Customizing setting of default settings

Second, the execute function uses the omsi.analysis.analysis_base.analysis_base.define_missing_parameters() function to set any required parameters that have not been set by the user to their respective values. Overwrite this function to customize how default parameter values are determined/set.

Customizing the recording of runtime information

The recording of runtime information is performed using the omsi.shared.run_info_data.run_info_dict() data structure. This data structure provides a series of functions that are called in order, in particular:

  • omsi.shared.run_info_data.run_info_dict.clear() : This function is called first to clear the runtime dictionary.
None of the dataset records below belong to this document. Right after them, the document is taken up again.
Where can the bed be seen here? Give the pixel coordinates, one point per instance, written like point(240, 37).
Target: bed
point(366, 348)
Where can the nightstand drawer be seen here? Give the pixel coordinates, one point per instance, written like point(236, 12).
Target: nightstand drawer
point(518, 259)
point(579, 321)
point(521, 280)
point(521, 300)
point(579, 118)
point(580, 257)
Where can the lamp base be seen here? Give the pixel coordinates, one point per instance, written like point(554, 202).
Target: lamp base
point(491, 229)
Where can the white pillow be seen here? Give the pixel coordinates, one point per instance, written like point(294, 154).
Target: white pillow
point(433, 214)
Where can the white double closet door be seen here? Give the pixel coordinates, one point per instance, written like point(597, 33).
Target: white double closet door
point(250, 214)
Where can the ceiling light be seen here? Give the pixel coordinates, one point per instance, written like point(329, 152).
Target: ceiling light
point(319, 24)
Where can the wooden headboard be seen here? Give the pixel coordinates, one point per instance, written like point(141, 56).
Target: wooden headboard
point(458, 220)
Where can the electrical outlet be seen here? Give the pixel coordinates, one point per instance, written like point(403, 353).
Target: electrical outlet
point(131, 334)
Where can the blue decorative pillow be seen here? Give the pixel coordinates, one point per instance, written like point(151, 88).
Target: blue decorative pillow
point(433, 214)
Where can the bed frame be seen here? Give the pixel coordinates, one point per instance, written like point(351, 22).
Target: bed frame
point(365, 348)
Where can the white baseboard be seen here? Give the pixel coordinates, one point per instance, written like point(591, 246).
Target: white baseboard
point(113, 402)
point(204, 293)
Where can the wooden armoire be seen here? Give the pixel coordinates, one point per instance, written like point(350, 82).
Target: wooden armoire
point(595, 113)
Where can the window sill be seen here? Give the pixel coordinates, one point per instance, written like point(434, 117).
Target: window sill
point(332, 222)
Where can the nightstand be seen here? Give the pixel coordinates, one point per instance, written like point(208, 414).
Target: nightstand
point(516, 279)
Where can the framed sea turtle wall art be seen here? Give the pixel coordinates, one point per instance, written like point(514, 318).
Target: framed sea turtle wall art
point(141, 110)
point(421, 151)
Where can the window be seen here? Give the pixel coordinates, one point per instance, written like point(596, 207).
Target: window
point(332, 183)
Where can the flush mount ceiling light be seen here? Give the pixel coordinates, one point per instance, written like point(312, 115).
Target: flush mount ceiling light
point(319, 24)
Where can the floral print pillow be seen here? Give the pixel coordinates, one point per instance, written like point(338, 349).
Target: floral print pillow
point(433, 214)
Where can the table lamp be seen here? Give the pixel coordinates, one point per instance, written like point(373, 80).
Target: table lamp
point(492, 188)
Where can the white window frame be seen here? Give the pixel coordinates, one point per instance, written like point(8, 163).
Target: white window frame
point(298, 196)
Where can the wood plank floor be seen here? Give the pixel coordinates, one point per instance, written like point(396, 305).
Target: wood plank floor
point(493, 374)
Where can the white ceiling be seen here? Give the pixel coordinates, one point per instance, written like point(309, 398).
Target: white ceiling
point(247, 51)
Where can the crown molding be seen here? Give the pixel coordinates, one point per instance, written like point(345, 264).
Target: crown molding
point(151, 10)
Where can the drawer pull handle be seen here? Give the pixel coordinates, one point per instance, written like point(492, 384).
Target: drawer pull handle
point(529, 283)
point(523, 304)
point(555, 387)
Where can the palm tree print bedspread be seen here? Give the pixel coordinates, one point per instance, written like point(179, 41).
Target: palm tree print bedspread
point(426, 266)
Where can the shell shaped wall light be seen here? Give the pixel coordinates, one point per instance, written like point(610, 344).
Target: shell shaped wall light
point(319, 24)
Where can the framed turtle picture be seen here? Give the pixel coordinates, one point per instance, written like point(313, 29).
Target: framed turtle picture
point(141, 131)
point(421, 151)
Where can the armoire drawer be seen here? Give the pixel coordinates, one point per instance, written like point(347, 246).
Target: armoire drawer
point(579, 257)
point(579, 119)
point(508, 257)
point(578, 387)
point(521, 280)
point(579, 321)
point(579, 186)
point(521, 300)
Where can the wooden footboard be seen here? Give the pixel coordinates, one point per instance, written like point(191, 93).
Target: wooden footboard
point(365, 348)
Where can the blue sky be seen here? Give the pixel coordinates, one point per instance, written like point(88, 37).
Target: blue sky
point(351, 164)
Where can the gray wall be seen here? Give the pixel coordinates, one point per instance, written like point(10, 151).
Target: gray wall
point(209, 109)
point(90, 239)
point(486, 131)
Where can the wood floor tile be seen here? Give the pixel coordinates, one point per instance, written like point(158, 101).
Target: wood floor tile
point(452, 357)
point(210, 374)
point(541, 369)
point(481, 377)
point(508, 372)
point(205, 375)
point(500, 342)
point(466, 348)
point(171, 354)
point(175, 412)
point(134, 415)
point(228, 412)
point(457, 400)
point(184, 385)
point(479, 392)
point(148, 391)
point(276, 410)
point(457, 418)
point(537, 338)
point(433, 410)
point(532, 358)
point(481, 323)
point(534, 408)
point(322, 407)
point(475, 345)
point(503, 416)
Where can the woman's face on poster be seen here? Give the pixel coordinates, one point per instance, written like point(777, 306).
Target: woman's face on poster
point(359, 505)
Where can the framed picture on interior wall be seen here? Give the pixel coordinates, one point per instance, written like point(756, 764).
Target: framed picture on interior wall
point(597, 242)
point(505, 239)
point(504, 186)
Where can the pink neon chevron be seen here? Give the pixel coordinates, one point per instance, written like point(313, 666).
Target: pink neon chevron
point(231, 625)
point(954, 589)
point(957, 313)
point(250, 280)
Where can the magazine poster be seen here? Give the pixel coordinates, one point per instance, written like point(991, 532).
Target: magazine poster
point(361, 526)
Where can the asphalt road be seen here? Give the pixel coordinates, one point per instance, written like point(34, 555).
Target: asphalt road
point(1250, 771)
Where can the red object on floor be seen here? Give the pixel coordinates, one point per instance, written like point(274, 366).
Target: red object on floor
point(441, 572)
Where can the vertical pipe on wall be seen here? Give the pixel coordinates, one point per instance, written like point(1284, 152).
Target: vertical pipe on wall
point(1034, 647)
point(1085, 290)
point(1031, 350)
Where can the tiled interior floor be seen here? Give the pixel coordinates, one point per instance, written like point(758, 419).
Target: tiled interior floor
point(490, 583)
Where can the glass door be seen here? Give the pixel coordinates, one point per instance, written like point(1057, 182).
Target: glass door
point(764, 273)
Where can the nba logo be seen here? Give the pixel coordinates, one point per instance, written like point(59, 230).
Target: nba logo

This is the same as the standard dict.clear.
  • omsi.shared.run_info_data.run_info_dict.record_preexecute() : This function is called before the execute_analysis function is called and records basic system information,
  • omsi.shared.run_info_data.run_info_dict.record_postexecute() : This function is called after the execute_analysis function has completed to record additional information, e.g, the time and duration of the analysis,
  • omsi.shared.run_info_data.run_info_dict..runinfo_clean_up() : This function is called at the end to clean up the recorded runtime information. By default, runinfo_clean_up() removes any empty entries, i.e., key/value pairs where the value is either None or an empty string.

We can customize any of these function by implementing a derived class of omsi.shared.run_info_data.run_info_dict() where we can overwrite the functions. In order to use our derived class we can then assign our object to omsi.analysis.analysis_base.analysis_base.run_info(). This design allows us to modularly use the runtime information tracking also for other tasks, not just with our analysis base infrastructure.

Customizing the analysis execution

The analysis is completely implemented in the omsi.analysis.analysis_base.analysis_base.execute_analysis() function, which we have to implement in our derived class, i.e, running the analysis is fully custom anyways.

Customizing the recording of analysis outputs

Finally (i.e., right before returning analysis results), execute(..) uses the omsi.analysis.analysis_base.analysis_base.record_execute_analysis_outputs() function to save all analysis outputs. Analysis outputs are stored in the self.__data_list variable. We can save analysis outputs simply by slicing and assignment, e.g., self[output_name] = my_output. By overwriting record_execute_analysis_outputs(...) we can customize the recording of data outputs.